Como Januário enfrenta este problema do diagnóstico do tempo presente e que significado isso assume para sua interpretação de Adorno? Como a educação é seu tema de investigação e como Adorno tratou deste tema de maneira mais detalhada nas décadas de 1950 e 1960, então o autor toma para si a tarefa de investigar o diagnóstico de época, formulando a importante tese da “mudança de perspectiva” de Adorno em relação ao diagnóstico das décadas anteriores, sintetizado na obra Dialética do Esclarecimento, escrita em parceira com Horkheimer e publicada em 1947. Cabe lembrar que nesta obra os autores assumem, como linha dorsal, a ideia da sociedade administrada, fazendo quase desaparecer possibilidades de resistência às estruturas opressoras do capitalismo tardio. Em sua Teoria da Ação Comunicativa Jürgen Habermas estandardiza esta apreciação ao afirmar que Adorno e Horkheimer ancoram a tese da sociedade “totalmente” administrada a um modelo de crítica total à razão e o fazem, segundo o próprio Habermas, porque ainda se encontram prisioneiros das aporias internas da filosofia do sujeito. Januário ergue-se contra esta influente leitura habermasiana - inclusive, também muito influente entre nós, no Brasil -, mostrando que o diagnóstico das décadas de 1950 e 1960 não pode mais ser simplesmente subsumido ao eclipse da razão, fruto da sociedade administrada. E, o motivo principal disso é que Adorno encontra na educação como formação humana, e em muitos fenômenos sociais marginais, potenciais de resistência (Widerstand) contra a dominação social e política. Sendo assim, e podemos corroborar com esta leitura de Januário, sem renunciar de maneira definitiva da emancipação (Emanzipation), Adorno se agarra, contudo, à resistência, tomando-a como conceito chave da atualização da educação para a maioridade. Bem nos trilhos da vertente crítica do esclarecimento moderno, Adorno coloca a noção de resistência como condição de possibilidade da maioridade. Ele indica, inclusive, como veremos na parte final do ensaio, o trabalho intelectual crítico do professor junto aos seus alunos, em sala de aula, como exercício formativo concreto de resistência à indústria cultural resultante da sociedade administrada.
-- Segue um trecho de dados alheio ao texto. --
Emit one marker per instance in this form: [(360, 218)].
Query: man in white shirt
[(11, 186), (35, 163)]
Ora, é precisamente esta singularidade interpretativa - que põe a resistência como condição de possibilidade da maioridade - que os pequenos escritos de Adorno passam a ganhar atualidade como fio condutor da crítica à educação contemporânea. Também é nesta perspectiva que o trabalho de Januário se torna relevante às pesquisas educacionais críticas, pois coloca novamente em primeiro plano a questão de saber como a educação pode fazer frente às estruturas sociais autoritárias e injustas. Por isso, é importante resgatar o Adorno teórico da educação como resistência e, para que isso se concretize, faz-se necessário distanciá-lo da leitura estandardizada que o reduz ao modelo de crítica total da razão, prisioneiro do “paradigma da subjetividade”. Neste contexto, precisamos referir, contra Habermas, que já na Dialética do Esclarecimento não ocorre o abandono por inteiro da busca por maioridade (Mündigkeit) como forma de resistência às forças sociais dominantes, pois Adorno e Horkheimer apostam aí, ainda que timidamente, na “força do conceito” e no poder libertador da arte. Ora, é precisamente este poder esclarecedor do conceito que servirá de norte à educação como resistência nos pequenos escritos educacionais das décadas de 1950 e 1960, ancorados na Mündigkeit kantiana.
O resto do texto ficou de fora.